The best and most progressive method today is the determination of PSA in the blood – the so-called prostate-specific antigen. This is a substance, the amount of which in the blood increases dramatically when cancer occurs in the prostate. The advantage of this method is that today it is practically the only way to suspect prostate cancer at an early stage, when it can still be removed. The method is very simple and looks like a regular blood test to the patient. The disadvantages of the method include its very low prevalence in Russia and its relatively high cost.

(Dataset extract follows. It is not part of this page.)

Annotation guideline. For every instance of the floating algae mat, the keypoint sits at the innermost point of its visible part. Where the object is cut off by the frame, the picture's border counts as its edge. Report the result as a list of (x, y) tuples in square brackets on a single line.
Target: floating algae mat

Other studies – ultrasound, x-ray methods, only allow to more accurately determine the size of the tumor and the condition of other organs

The fundamental method for diagnosing prostate cancer is a biopsy. The indication for its appointment is elevated values ​​of the prostate specific antigen (PSA) of the blood (up to 60 years – more than 2.5 ng / ml, in older men – more than 4.0 ng / ml). For a more accurate assessment of the prevalence of the tumor and preoperative staging of the oncological process, magnetic resonance imaging of the pelvic organs is shown.

The main methods of treatment of patients suffering from prostate cancer are radical surgery (various options for radical prostatectomy), radiation therapy, and various options for drug treatment. A combination of several methods is possible. The patient should be aware of any treatment for this disease, because. each of them is associated with various complications and deterioration in the quality of life.

  • Diagnosis of prostate cancer.
  • Recommendations for the detection of prostate cancer.
  • Prostate biopsy (transrectal, perineal).
  • MRI-guided targeted biopsy of the prostate (Fusion biopsy).
  • If the diagnosis of prostate cancer is confirmed. What treatment options exist?
  • Radical prostatectomy with Da Vinci surgical robot.

City Hospital No. 40 uses the most advanced high-resolution ultrasound machines to perform prostate biopsies. For residents of St. Petersburg who have medical poles of compulsory medical insurance, this procedure is carried out free of charge (record by phone +7 (911) 288-04-98 from 15.00 to 17.00 on weekdays).

How to avoid prostate cancer?

Unfortunately, no one has yet given an answer to this question.